Newly restored ruins lure thousands to Pompeii

Newly restored ruins in the ancient city of Pompeii, including a merchant’s luxurious dwelling, have attracted thousands of visitors to the site over the past few days.

Newly restored ruins lure thousands to Pompeii
A picture shows frescoes in the Criptoporticus Domus, one of six restored buildings. Photo: Mario Laporta/AFP

The six buildings were unveiled last Thursday after a restoration process that got underway in 2012.

Over 7,000 people visited the site on Sunday and over 6,000 on Monday.

“There were so many people, but there were no problems whatsoever, everything was civil and orderly,” Massimo Osanna, the site’s superintendent, told Ansa.

The restoration project, which was the result of a partnership between the European Commission and Italian authorities, cost some €3 million.

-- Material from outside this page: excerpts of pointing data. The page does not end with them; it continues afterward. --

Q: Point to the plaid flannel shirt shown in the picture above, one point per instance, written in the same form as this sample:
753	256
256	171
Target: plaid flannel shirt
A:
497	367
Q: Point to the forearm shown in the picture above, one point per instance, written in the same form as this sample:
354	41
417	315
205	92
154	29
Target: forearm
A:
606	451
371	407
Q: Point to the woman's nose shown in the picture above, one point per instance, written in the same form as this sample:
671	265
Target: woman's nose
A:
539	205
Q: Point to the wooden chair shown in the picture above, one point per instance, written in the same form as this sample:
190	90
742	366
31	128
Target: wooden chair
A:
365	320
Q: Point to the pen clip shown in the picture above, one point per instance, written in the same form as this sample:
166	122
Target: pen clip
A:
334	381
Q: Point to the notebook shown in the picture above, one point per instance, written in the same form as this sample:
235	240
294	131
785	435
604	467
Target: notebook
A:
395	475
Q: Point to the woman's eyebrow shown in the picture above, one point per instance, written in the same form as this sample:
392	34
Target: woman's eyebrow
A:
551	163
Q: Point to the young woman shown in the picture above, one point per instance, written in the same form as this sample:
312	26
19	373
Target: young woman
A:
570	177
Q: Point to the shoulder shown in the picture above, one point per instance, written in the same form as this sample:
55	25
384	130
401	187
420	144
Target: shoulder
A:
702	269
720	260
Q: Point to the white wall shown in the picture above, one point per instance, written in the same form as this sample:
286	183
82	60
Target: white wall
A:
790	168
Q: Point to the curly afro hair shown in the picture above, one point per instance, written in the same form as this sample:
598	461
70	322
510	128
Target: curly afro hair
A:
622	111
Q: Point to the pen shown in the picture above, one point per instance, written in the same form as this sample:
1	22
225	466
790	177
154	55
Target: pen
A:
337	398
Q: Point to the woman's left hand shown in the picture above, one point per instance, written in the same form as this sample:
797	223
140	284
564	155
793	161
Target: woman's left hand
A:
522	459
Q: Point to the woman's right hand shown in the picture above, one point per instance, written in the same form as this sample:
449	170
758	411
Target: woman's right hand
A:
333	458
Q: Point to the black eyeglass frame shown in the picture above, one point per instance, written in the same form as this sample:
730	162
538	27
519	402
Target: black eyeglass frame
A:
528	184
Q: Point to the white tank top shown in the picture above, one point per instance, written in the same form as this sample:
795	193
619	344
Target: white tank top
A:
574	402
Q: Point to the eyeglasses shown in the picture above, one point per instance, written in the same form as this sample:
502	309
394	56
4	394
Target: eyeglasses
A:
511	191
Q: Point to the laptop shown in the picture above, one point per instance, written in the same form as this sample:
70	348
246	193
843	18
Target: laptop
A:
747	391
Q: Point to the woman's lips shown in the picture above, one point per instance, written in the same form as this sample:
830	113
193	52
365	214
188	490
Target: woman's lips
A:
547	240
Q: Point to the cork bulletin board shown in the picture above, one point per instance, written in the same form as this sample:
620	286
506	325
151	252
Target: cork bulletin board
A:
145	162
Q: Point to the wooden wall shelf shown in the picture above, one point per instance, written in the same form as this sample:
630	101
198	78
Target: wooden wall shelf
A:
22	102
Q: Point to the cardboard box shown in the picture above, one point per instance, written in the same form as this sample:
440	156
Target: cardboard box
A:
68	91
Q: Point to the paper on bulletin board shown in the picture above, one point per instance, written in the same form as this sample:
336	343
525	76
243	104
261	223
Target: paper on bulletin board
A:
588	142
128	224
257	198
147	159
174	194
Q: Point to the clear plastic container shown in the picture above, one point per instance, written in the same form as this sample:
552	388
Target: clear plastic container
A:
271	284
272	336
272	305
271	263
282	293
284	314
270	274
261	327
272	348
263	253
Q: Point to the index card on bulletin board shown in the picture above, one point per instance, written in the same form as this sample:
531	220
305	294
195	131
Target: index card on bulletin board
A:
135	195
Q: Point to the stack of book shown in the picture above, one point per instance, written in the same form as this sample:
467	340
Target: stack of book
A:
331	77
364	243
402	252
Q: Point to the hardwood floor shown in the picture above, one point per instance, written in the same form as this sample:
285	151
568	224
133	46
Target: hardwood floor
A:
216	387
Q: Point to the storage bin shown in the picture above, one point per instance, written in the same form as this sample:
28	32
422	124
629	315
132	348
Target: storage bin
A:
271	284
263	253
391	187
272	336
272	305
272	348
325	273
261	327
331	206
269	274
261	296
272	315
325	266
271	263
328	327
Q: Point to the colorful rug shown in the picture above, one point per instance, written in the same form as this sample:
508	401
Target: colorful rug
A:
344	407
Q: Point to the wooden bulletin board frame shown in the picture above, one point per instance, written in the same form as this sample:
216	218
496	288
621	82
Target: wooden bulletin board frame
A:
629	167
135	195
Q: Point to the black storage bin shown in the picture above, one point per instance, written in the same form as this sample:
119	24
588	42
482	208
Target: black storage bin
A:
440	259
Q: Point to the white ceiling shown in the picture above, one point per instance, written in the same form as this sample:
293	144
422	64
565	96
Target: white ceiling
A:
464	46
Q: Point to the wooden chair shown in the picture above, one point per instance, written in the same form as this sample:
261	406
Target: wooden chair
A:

The six restored ruins include a fabrics business, a thermal baths area and a middle-class home.

Visitors walk inside the Criptoporticus Domus. Photo: Mario Laporta/AFP

“They offer an extraordinary glimpse into how life must have been in the Roman city in the years before the eruption of Vesuvius in AD 79 buried it with its ashes,” Osanna added.

Over the past few years Pompeii, one of the world’s most famous historical sites, has been hit by a series of labour disputes, while some ruins have collapsed due to severe under-funding.

The culture sector in Italy has suffered from harsh budget cuts since the start of the financial crisis in 2007.

But after the Temple of Venus and walls of a tomb collapsed amid heavy rain in March 2014, the government stepped forward and vowed to spend millions on saving the site.

Unesco also piled on the pressure in late 2013, warning that the site, located near Naples, would be scrapped from the prestigious world heritage list if Italy failed to impose Unesco-enforced measures to upgrade and maintain it.

A jubilant Matteo Renzi, Italy's prime minister, said last week: “We made news with the collapses, now we are making news with restoration.”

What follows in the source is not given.